Dans une pièce moderne [nous sommes en 1938] le casse-tête me
semble de faire un grand jeu et de rester un peintre fidèle d’une société à la
dérive. J’ai voulu essayer ici [« Les parents terribles »] un
drame qui soit une comédie et dont le centre même serait un nœud de vaudeville si
la marche des scènes et le mécanisme des personnages n’étaient dramatiques.
J’ai beaucoup tenu à peindre une famille capable de se contredire et d’agir
avec mystère tout en respectant le volume d’une pièce qui, pour frapper sur la
scène, doit paraître d’un seul bloc.
Il est plus simple de paraître d’un seul boc si quelque personnage
central ne s’écarte jamais d’un vice ou d’une vertu qu’il possède et si ses
comparses ne changent pas non plus leur ligne de bout en bout. Le problème de
ces trois actes [de la pièce citée] consiste donc à montrer des rôles qui ne
fussent pas d’une haleine ; capables de retours, de détours, d’élans et de
reprises et qui formassent très naturellement un total d’une seule haleine et
d’un seul poids.
Il résulte de cette méthode que les rôles doivent être sacrifiés à
la pièce et la servir au lieu de se servir d’elle.
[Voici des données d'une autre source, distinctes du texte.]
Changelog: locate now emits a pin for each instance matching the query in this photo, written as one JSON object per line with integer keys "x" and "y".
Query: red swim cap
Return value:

C’est ainsi qu’au deuxième acte, la mère s’efface au bénéfice de la
jeune femme, qu’au premier acte cette jeune femme ne paraît pas et n’existe que
par le fantôme qu’elle suscite et que le père ne donne sa mesure qu’au dernier
acte après avoir mis sur scène une apparence de faiblesse, d’égoïsme et de
cruauté.
Deux rôles forment l’équilibre de l’ordre et du désordre qui
motivent ma pièce. Le jeune homme dont le désordre est pur ; sa tante dont
l’ordre ne l’est pas. J’ai poussé aussi loin que possible une attitude qui
m’est propre : celle de rester extérieur à l’œuvre, de ne défendre aucune
cause et de ne pas prendre parti.
Le théâtre doit être une action et non pas une bonne ou une
mauvaise action. La France ne nous oblige plus à jouer au moraliste et la
grande difficulté à vaincre doit être d’obtenir du style, sans aucune recherche
de langue et sans perdre le naturel.
Ajouterais-je que j’ai inventé mes types, que je n’ai imité
personne que je puisse connaître ? je ne me suis soucié, pour leur assurer
la vie, que d’un enchaînement logique de circonstances illogiques. Cette fois
le timbre de voix et l’allure particulière de certains acteurs, que j’avais en
vue, m’ont aidé dans mon entreprise.
Jeans Cocteau, « Les parents
terribles », 1ère préface. Gallimard, 1938.